Jamila El Moussali (جميلة الموصلي‎; born 19 October 1969) is a Moroccan politician and member of the Justice and Development Party (PJD).

== Early life and education ==
El Moussali was born in 1969, in the northern Moroccan city of Ouezzane.

In 1992, she obtained a degree in literature from the Ibn Zohr University of Agadir, in 1999 a graduate diploma from the Mohammed V University in Rabat and in 2010 a doctorate on the topic of the women's movement in Morocco from the Mohammed I University of Oujda.

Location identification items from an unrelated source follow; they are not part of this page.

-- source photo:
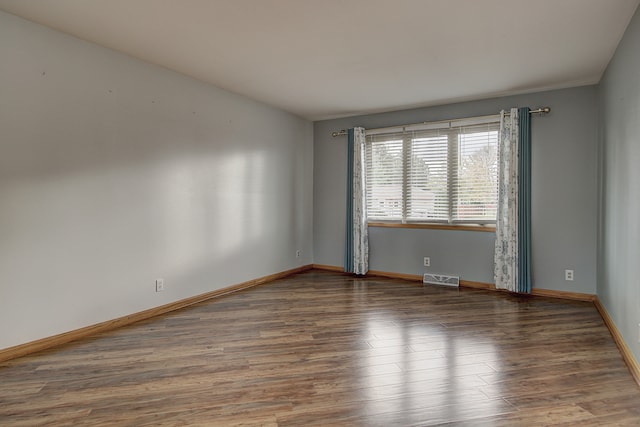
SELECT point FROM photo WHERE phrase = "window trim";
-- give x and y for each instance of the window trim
(434, 226)
(451, 128)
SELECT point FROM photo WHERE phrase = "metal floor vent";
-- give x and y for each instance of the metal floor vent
(441, 279)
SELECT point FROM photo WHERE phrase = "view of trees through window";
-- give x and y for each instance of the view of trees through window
(442, 175)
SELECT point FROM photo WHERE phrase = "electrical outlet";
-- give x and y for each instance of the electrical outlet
(568, 275)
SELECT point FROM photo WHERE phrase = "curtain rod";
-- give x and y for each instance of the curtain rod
(541, 111)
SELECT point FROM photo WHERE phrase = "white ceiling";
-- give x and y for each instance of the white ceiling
(323, 59)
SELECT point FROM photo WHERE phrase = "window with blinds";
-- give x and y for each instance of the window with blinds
(444, 172)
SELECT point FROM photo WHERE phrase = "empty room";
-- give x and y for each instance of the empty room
(320, 213)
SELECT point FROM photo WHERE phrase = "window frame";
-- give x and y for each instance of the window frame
(452, 129)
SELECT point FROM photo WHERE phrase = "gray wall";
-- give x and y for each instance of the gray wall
(114, 172)
(619, 245)
(564, 199)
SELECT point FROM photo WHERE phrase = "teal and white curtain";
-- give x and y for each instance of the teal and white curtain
(512, 269)
(357, 234)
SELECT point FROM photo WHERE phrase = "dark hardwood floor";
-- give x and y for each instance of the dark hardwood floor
(324, 349)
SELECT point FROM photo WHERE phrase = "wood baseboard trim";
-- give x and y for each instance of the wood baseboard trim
(391, 275)
(325, 267)
(576, 296)
(625, 351)
(66, 337)
(478, 285)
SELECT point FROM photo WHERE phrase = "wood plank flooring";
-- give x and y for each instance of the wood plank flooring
(324, 349)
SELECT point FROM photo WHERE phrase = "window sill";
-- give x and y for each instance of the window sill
(461, 227)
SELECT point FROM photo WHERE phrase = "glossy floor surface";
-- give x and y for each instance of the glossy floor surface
(324, 349)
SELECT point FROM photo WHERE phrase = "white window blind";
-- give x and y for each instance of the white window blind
(443, 172)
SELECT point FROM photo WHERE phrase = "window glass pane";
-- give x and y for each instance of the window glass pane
(427, 178)
(476, 189)
(384, 177)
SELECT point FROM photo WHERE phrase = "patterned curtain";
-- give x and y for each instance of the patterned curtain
(357, 233)
(525, 283)
(513, 227)
(506, 252)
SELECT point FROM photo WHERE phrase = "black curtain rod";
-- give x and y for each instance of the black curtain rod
(541, 110)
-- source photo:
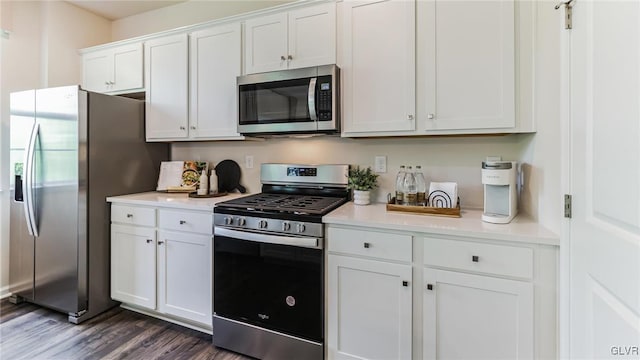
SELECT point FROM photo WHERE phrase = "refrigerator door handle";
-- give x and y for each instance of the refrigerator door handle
(29, 182)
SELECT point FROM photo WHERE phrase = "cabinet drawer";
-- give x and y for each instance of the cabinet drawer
(133, 215)
(381, 245)
(198, 222)
(484, 258)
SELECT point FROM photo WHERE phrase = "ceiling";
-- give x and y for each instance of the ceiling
(118, 9)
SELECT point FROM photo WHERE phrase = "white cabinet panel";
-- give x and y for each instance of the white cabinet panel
(369, 309)
(114, 70)
(133, 265)
(166, 72)
(476, 317)
(215, 62)
(378, 67)
(288, 40)
(471, 73)
(184, 275)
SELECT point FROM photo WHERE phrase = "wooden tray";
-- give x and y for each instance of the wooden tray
(424, 210)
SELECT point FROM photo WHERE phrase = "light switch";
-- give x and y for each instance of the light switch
(380, 164)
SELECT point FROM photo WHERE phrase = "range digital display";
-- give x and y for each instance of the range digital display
(299, 171)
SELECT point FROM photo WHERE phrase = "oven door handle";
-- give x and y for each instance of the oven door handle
(308, 242)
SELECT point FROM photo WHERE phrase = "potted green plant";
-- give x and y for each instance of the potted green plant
(362, 181)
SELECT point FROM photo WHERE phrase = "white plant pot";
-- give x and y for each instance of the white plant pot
(361, 197)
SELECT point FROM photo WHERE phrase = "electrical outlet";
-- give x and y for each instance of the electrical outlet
(380, 164)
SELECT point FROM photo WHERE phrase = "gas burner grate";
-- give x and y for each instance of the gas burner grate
(286, 203)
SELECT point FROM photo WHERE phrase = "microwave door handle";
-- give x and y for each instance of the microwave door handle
(311, 99)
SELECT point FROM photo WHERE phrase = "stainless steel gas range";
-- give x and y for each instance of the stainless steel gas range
(269, 264)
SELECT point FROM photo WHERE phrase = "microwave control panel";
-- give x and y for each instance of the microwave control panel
(324, 98)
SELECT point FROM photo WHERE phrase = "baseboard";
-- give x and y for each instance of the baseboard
(4, 292)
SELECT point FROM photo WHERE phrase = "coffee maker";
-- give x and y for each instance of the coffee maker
(500, 180)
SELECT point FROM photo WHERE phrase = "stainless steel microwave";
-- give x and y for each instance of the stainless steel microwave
(298, 101)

She is a visiting professor at the Faculty of Legal, Economic and Social Sciences at the Mohammed V University in Rabat and an accredited expert for several Arab and regional organizations on women, family and development issues. She is also the author of several books on these subjects.

== Political career ==
She is a member of the secretariat of Justice and Development Party (PJD), a municipal councilor in Salé and also a member of several associations.

Elected as a member of the House of Representatives (of which she is secretary and member of the chamber's bureau), she was vice-president of the committee on foreign affairs, national defense and Islamic affairs between 2009 and 2011, then, from 2012, a member of this same committee as well as that of education, culture and communication.

On 20 May 2015, she was appointed Minister Delegate to the Minister of Higher Education, Scientific Research and Executive Training in the Benkiran II government. On 5 April 2017, she was appointed Secretary of State for Crafts and Social Economy in the El Othmani government.
On 9 October 2019 she became Minister of Solidarity, Social Development, Equality and Family and replaced Bassima Hakkaoui, from the same party (PJD).